The meropenem C7 carbonyl group is bonded to Cys354 and forms hydrogen bonds to the backbone N atoms of His352, Gly353 and Cys354 in the oxyanion hole in chain B of the meropenem-inhibited model (Fig. 6a). The side chains of two tyrosine residues, Tyr308 and Tyr318, from the active-site lid make hydrogen bonds to meropenem (Fig. 6b). The ζ-­hydroxyl group of Tyr308 interacts with the meropenem N1 atom and the thioether S atom of meropenem C3. In addition, the pyrroline ring of meropenem is stabilized by the aromatic ring of Tyr308 through hydrophobic interactions. The highly conserved Tyr318 interacts with His352 by π-stacking and forms hydrogen bonds to the C8 hydroxyl group, the N1 atom and the C2 carboxyl group of meropenem (Figs. 6a and 6b). These protein–meropenem interactions indicate that the two tyrosine side chains may undergo a large shift in their positions upon acylation by meropenem, thus triggering the observed conformational change in the active-site lid.
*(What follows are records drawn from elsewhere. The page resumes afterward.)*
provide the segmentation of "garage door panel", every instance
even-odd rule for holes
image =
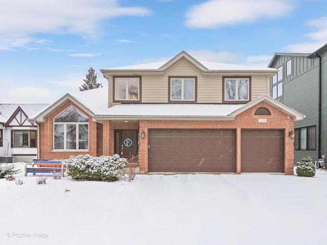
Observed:
[[[243,130],[241,172],[283,172],[283,137],[281,130]]]
[[[235,172],[233,130],[150,130],[149,135],[150,172]],[[165,151],[153,151],[162,141]]]

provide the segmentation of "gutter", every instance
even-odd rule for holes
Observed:
[[[308,58],[312,58],[313,57],[316,57],[319,58],[319,68],[318,70],[318,78],[319,79],[318,89],[319,89],[319,93],[318,95],[318,159],[321,158],[321,57],[319,56],[317,53],[321,50],[318,50],[314,53],[309,56]]]

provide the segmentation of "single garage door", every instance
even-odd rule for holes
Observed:
[[[233,130],[150,130],[149,170],[235,172]]]
[[[284,131],[243,130],[241,133],[241,172],[284,172]]]

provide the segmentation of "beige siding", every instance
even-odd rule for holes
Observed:
[[[267,76],[252,76],[251,83],[251,99],[254,100],[264,94],[269,94],[269,87],[267,83]]]
[[[164,76],[142,76],[142,102],[144,103],[167,103],[168,102],[168,77],[170,76],[197,76],[197,102],[198,103],[222,103],[222,76],[203,76],[200,70],[184,58],[167,69]],[[252,77],[251,99],[264,93],[269,94],[269,83],[267,76]],[[109,82],[112,89],[112,83]],[[109,97],[111,100],[111,89]],[[111,106],[114,104],[109,103]]]

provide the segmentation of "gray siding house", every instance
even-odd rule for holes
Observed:
[[[306,115],[295,122],[294,162],[327,158],[327,44],[312,53],[277,53],[270,95]]]

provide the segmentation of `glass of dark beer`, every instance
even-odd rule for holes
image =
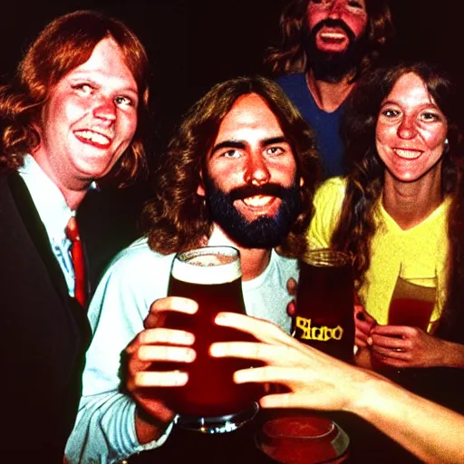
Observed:
[[[182,370],[188,374],[185,386],[171,389],[169,400],[178,412],[180,427],[205,433],[236,430],[257,411],[258,391],[253,384],[238,385],[233,373],[250,367],[237,358],[213,358],[208,350],[215,342],[250,341],[247,334],[214,324],[219,312],[245,313],[240,256],[231,246],[206,246],[176,255],[170,274],[169,295],[195,300],[195,314],[169,313],[167,327],[195,335],[195,361]]]
[[[353,362],[354,282],[352,256],[314,249],[300,259],[293,335],[347,362]]]
[[[424,276],[414,269],[400,266],[388,313],[389,325],[409,325],[428,331],[437,299],[437,273],[430,269]],[[403,369],[390,367],[372,352],[372,368],[387,377],[402,374]],[[398,382],[398,379],[392,377]]]

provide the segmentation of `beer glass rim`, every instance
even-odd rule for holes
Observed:
[[[302,261],[321,267],[339,267],[352,265],[353,254],[331,248],[313,248],[303,255]]]
[[[201,256],[227,256],[231,259],[221,262],[208,259],[201,262]],[[171,276],[183,282],[197,285],[218,285],[233,282],[242,276],[240,253],[237,248],[228,246],[201,246],[176,254],[172,261]]]
[[[240,257],[240,251],[238,248],[235,246],[231,246],[229,245],[214,245],[214,246],[199,246],[198,248],[193,248],[191,250],[180,251],[176,253],[174,259],[179,259],[183,262],[187,262],[191,259],[193,256],[200,256],[200,255],[208,255],[211,252],[218,252],[221,255],[226,255],[229,256],[237,256]],[[221,266],[221,265],[216,265]]]

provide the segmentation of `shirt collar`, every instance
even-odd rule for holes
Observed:
[[[75,211],[68,207],[61,190],[33,156],[24,156],[24,164],[18,173],[29,189],[49,238],[63,241],[65,238],[64,229]]]

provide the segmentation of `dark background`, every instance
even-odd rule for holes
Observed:
[[[286,0],[68,0],[12,1],[2,5],[0,82],[14,72],[27,45],[53,18],[76,9],[96,9],[123,20],[146,46],[151,64],[153,126],[151,165],[182,113],[214,83],[260,73],[266,48],[279,38]],[[460,0],[391,0],[401,56],[438,61],[464,80]],[[156,182],[152,182],[156,188]],[[148,197],[146,184],[122,192],[88,195],[82,225],[92,231],[89,255],[97,279],[102,266],[139,235],[137,221]],[[82,224],[83,223],[83,224]],[[81,227],[81,230],[82,228]],[[95,237],[95,230],[97,237]]]
[[[266,46],[279,37],[286,0],[132,0],[45,3],[9,1],[2,6],[0,80],[14,72],[27,44],[53,17],[76,9],[122,19],[145,44],[152,71],[152,110],[158,139],[217,82],[262,72]],[[459,0],[391,0],[398,50],[439,60],[464,75]],[[155,134],[155,128],[153,133]]]

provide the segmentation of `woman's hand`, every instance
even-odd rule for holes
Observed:
[[[347,411],[359,392],[365,375],[362,371],[301,343],[267,321],[221,313],[216,324],[246,332],[259,341],[211,345],[212,356],[246,358],[266,364],[237,371],[236,382],[271,382],[286,387],[285,392],[261,398],[262,407]]]
[[[392,367],[441,365],[446,343],[417,327],[376,325],[371,332],[372,355]]]

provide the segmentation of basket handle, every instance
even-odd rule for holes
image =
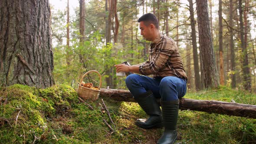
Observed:
[[[82,76],[82,78],[81,78],[81,80],[80,81],[80,84],[82,83],[82,81],[83,79],[84,79],[84,78],[85,77],[85,75],[86,75],[88,74],[89,74],[89,73],[92,72],[96,72],[98,74],[98,75],[99,77],[99,89],[100,89],[101,87],[102,87],[102,76],[100,75],[100,73],[98,73],[98,72],[97,71],[95,71],[95,70],[91,70],[91,71],[89,71],[88,72],[86,72],[86,73],[85,73],[83,75],[83,76]]]

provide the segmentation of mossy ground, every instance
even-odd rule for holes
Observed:
[[[75,90],[66,85],[38,89],[20,85],[0,88],[0,143],[154,144],[162,129],[144,130],[134,121],[147,116],[133,102],[103,98],[115,123],[111,133],[100,112],[100,99],[87,101],[90,110],[80,103]],[[184,97],[256,105],[256,95],[220,87],[219,89],[188,93]],[[180,111],[178,144],[256,143],[256,120],[190,111]]]

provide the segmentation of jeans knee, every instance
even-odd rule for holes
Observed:
[[[160,88],[165,88],[169,87],[170,86],[175,85],[174,82],[171,79],[164,77],[162,79],[160,82]]]
[[[136,79],[138,75],[137,74],[131,74],[128,75],[125,79],[125,84],[128,87],[129,85],[131,85],[131,82],[134,81],[134,79]]]

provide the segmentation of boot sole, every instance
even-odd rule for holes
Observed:
[[[154,125],[152,125],[148,127],[146,127],[144,125],[141,125],[139,123],[137,122],[135,123],[135,124],[141,128],[142,128],[145,129],[161,128],[164,126],[164,123],[163,122],[161,122],[160,124],[158,123]]]

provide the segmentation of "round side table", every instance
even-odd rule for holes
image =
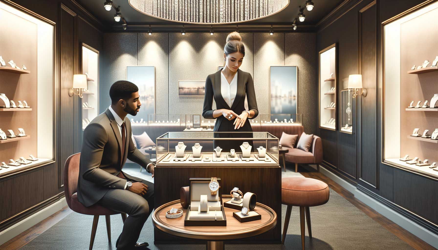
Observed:
[[[283,158],[283,167],[284,168],[284,172],[286,172],[286,164],[285,162],[285,158],[286,156],[284,154],[289,151],[289,149],[279,149],[278,154],[279,155],[281,155],[282,157]]]
[[[166,217],[171,208],[181,209],[182,216],[176,219]],[[255,236],[274,228],[277,225],[277,214],[269,207],[257,203],[254,211],[261,215],[261,219],[240,223],[233,216],[238,210],[224,208],[226,218],[226,226],[184,226],[187,209],[183,208],[177,200],[162,205],[155,209],[152,216],[154,226],[166,233],[178,237],[203,239],[207,241],[207,250],[224,250],[224,240]]]

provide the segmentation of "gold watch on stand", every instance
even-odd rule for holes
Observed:
[[[212,180],[208,183],[208,188],[210,188],[210,191],[212,195],[216,195],[217,194],[218,190],[220,186],[219,186],[219,183],[218,182],[217,178],[212,177]]]

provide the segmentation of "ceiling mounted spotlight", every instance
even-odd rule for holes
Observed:
[[[103,4],[103,7],[105,7],[105,10],[106,10],[108,11],[111,11],[111,8],[113,7],[113,1],[111,0],[107,0]]]
[[[314,7],[314,5],[313,4],[311,0],[307,0],[307,1],[306,1],[306,8],[307,9],[307,11],[312,11],[312,10],[313,9],[313,7]]]

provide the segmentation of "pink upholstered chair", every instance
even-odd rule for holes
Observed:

The backbone carbonyl groups of Ser331 and His352, as well as the side chain of His352, also make hydrogen bonds to the bound meropenem.
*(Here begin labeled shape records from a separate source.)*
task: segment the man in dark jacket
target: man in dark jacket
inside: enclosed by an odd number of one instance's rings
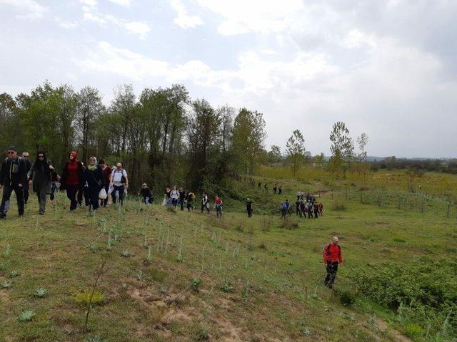
[[[327,270],[324,280],[326,286],[331,289],[338,271],[338,264],[343,264],[341,247],[338,245],[338,237],[333,237],[331,244],[323,247],[323,264]]]
[[[24,151],[22,152],[22,159],[24,159],[24,161],[26,162],[26,173],[29,174],[29,171],[30,171],[30,169],[31,168],[31,162],[30,161],[30,159],[29,158],[29,152],[27,151]],[[24,204],[27,204],[27,201],[29,200],[29,182],[26,182],[25,184],[23,185],[23,189],[24,189]]]
[[[0,170],[0,188],[4,187],[1,204],[0,205],[0,219],[6,217],[11,192],[14,191],[17,199],[17,209],[19,216],[24,216],[24,185],[26,182],[26,167],[25,162],[17,155],[17,149],[11,146],[8,149],[8,157],[1,165]]]

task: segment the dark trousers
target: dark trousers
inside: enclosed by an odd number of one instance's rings
[[[105,191],[106,192],[106,198],[104,200],[100,199],[100,206],[101,207],[106,207],[108,204],[108,190],[109,190],[109,185],[105,185],[104,187],[105,188]]]
[[[24,190],[24,202],[27,203],[29,201],[29,182],[26,182],[22,188]]]
[[[338,261],[330,261],[327,264],[327,276],[323,281],[323,284],[326,286],[332,288],[333,283],[335,282],[335,277],[336,276],[336,272],[338,272]]]
[[[101,188],[99,188],[98,186],[87,188],[89,209],[91,208],[92,210],[99,209],[99,193],[101,190]]]
[[[78,201],[76,200],[76,192],[78,192],[79,189],[79,185],[66,186],[66,197],[70,200],[70,210],[74,210],[76,209],[76,205],[78,204]],[[79,192],[78,192],[78,195],[79,195]],[[82,197],[81,200],[82,201]]]
[[[113,199],[113,203],[116,204],[116,192],[119,192],[119,202],[121,205],[124,205],[124,185],[114,185],[113,187],[113,192],[111,192],[111,198]]]
[[[9,202],[9,197],[11,193],[14,192],[16,194],[16,198],[17,199],[17,211],[19,215],[24,215],[24,189],[19,185],[5,185],[3,188],[3,197],[1,198],[1,204],[0,205],[0,214],[4,216],[6,212],[5,212],[5,204],[6,202]],[[6,211],[8,209],[6,209]]]

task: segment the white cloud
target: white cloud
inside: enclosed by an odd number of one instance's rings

Much of the R³ part of meropenem beyond the thioether S atom (Supplementary Fig. S1) does not make tight inter­actions with the protein. This observation explains why the electron density is missing beyond the thioether S atom of the opened meropenem (for chain B). The surface of the potential binding site for the donor substrate (S₁) or the R³ side chain of carbapenem is mainly lined by hydrophobic residues, except for the hydroxyl groups from the side chains of Ser331, Thr287 and Tyr292 (Fig. 4c). Based on the surface analysis of the meropenem-bound form, it appears that the R³ side chain of carbapenems can be tailored to better accommodate the protein surface and to optimize their inhibitory activities towards Ldt_Mt2 (Supplementary Fig. S7). This view is in agreement with previous findings that the R³ side chain of the carbapenem modulates the kinetic constants for the inactivation reaction of Ldt_Mt1 (Dubée, Triboulet et al., 2012) and Ldt_fm (Dubée, Arthur et al., 2012). Moreover, inhibitor design towards the potential binding site of the second substrate (meso-DAP³ of the acceptor peptide; S₂) could also be attempted, thereby blocking the final transpeptidation step of 3→3 cross-linking. The surface representation of the potential binding site for the acceptor substrate (S₂; Fig. 4d) provides the semi-conserved target residues, e.g. Lys282, Trp340 and Asn356, for the targeted inhibition of the transpeptidation step. As the key residues in the active sites of Ldt_Mt2 and Ldt_Mt1 are well conserved (Supplementary Fig. S5), a designed inhibitor is likely to inhibit both.